Finally, '70s funk gets the respect it deserves


August 15, 1993|By J.D. Considine | J.D. Considine,Pop Music Critic

Ask the average pop fan to trace the development of rock and roll through the '60s and '70s, and he or she will immediately recall the way the music moved from the British Invasion into psychedelia, or how punk rock pushed aside pomp rock at the end of the '70s. It's easy to remember stuff like that, because rock and roll did all of its growing up in public.

Ask the same person to outline the progress of R&B, however, and a different picture emerges. Motown and Stax? Everybody knows that stuff. Sly Stone and the Jackson Five? No problem. But wasn't it just a lot of disco records after that?

Hardly. In fact, some of the funkiest records ever made came out in the mid- to late '70s -- singles like Parliament's "Up for the Down Stroke," Kool & the Gang's "Funky Stuff," the Temptations' "Shakey Ground" and James Brown's "Get up Offa That Thing." But few of those tunes ever cracked the Top 40 (though all were R&B hits), and none ever became as well-known as "Shake Your Booty" or "The Hustle." It was almost as if the public had forgotten about real R&B.

Some people remembered, though, and thanks to them, '70s funk is finally beginning to get the respect it deserves. Some of that, naturally, has to do with the way rap has revived classic '70s grooves, as when De La Soul appropriated Funkadelic's "(Not Just) Knee Deep" to power "Me Myself and I."

But mostly, it has to do with reissue programs. Ever since "Star Time," Polydor's 1991 James Brown set, showed that there was an interested and enthusiastic audience for post-Motown R&B, the amount of '70s soul on the market has increased exponentially. Even better, many of the reissue packages are being assembled by fellow funk fanatics, ensuring that the emphasis is kept on deep-groove stuff -- not just the few tunes that somehow trickled into the mainstream.

Take, for example, Mercury's Funk Essentials series. Unlike their rock-oriented counterparts, these albums don't make a big deal about chart clout or historical importance. Instead, each album seems framed around a single question: What was the funkiest stuff these bands cut? The answer, as always, is in the grooves.

And you may be surprised by what you'll find there.

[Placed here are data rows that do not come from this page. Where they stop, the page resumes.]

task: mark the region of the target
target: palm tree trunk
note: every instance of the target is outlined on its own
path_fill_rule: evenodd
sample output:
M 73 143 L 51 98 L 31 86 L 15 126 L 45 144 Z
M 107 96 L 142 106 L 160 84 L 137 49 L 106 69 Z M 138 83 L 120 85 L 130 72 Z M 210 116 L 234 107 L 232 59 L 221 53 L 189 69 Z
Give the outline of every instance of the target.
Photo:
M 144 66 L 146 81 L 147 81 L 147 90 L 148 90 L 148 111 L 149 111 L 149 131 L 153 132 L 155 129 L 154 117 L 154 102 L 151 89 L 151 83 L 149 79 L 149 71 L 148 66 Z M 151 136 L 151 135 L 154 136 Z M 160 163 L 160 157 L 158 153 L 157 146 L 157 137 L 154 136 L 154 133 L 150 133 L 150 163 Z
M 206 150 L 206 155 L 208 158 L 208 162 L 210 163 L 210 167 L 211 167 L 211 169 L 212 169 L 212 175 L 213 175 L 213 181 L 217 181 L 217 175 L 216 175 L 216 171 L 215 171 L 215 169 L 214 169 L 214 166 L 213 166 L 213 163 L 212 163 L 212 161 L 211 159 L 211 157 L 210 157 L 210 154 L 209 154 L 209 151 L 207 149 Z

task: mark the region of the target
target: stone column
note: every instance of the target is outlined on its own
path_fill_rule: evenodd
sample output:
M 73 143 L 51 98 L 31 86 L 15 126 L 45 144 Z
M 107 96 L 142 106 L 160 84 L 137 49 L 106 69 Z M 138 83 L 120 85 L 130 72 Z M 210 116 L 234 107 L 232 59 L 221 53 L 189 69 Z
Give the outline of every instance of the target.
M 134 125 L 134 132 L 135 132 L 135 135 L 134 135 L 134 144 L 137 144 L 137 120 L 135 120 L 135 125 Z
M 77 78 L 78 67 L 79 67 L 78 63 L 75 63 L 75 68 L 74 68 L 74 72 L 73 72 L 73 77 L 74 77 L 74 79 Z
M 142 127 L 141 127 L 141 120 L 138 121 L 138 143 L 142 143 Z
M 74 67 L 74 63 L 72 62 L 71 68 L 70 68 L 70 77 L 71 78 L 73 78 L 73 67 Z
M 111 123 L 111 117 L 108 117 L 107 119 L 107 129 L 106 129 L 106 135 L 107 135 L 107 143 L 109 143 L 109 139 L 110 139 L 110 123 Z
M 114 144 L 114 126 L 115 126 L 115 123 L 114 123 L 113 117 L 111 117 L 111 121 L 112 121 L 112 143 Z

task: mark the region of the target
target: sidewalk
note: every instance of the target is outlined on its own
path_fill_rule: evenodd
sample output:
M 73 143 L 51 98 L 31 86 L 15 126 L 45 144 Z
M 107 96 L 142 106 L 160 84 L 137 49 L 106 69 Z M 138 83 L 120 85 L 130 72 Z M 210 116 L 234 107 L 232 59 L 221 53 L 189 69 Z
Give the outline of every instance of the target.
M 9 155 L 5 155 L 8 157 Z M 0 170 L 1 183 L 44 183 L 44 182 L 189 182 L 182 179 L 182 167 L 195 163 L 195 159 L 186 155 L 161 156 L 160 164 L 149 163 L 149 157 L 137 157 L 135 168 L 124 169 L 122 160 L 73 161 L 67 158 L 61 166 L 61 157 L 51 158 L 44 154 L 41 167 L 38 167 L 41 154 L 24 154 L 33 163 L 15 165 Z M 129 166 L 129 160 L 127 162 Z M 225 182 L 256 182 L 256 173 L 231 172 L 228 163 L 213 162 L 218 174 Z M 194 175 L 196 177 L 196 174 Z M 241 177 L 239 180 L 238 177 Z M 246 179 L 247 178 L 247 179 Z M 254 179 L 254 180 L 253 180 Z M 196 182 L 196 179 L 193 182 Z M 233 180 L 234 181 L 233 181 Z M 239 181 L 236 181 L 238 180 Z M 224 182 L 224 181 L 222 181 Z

Take, for example, "The Best of Kool & the Gang (1969-1976)" (Mercury 314 514 822). Although pop fans know this band through such ultra-smooth hits as "Celebration" and "Joanna," few listeners outside the R&B audience are probably aware that Kool & the Gang was once one of the most intensely funky bands in creation. True, some of that occasionally bubbled over into the pop market -- remember "Jungle Boogie," with its jagged horn lines and hypnotic rhythm vamp? -- but for the most part, it was enjoyed only by hard-core devotees who knew the band from singles like "Give It Up" and "Chocolate Buttermilk," as well as its incendiary live show.

Healthy sampling

"The Best of Kool & the Gang" doesn't offer much in the way of live material (though it does include the classic "Who's Gonna Take the Weight" in its two-part entirety), but it does offer a healthy sampling of the band's early R&B hits. Even better, it fleshes out those hits with a healthy dollop of jazz. Not that Kool (bassist Robert Bell) and his crew would quite pass muster with the purists, but the instrumental extrapolations found on tracks like "Open Sesame, Pt. 2" and "N.T., Pts. 1 & 2" are often more daring than anything Grover Washington was doing at the time. An even better example, "Jungle Jazz," can be found on the sampler album, "Funky Stuff: The Best of Funk Essentials" (Mercury 314 514 821).

Kool & the Gang may see its reputation improve as a result of the Funk Essentials series, but for the Bar-Kays and Con-Funk-Shun, the series will probably end up showing pop fans what R&B listeners have known all along: That these were major bands despite their low profile on the hit parade.

Start with the Bar-Kays, a horn-heavy band from Memphis that last saw mainstream success when "Soul Finger" slipped into the Top 20 in 1967. The band suffered a crippling blow a couple years after that, when four members died in the same crash that killed Otis Redding, but the Bar-Kays' story doesn't end there.

Groove band first

As "The Best of the Bar-Kays (Mercury 314 514 823) bears out, the Bar-Kays -- like early Kool & the Gang -- were a groove band first, and a pop act second (if at all). As such, the best moments on this collection -- fatback-driven funk tunes like "Too Hot to Stop," "Shake Your Rump to the Funk" and "Move Your Boogie Body" -- always build from the rhythm section up, with the vocals and horn parts often serving as mere ornamentation.

That's not to say the band couldn't handle songs that are slow and tuneful, as "Attitudes" and the gospel-inflected "Deliver Us" make plain. But the Bar-Kays were a party band at heart, and shone brightest when riding the sort of deep, communal groove that makes booty-shaking an almost involuntary reaction.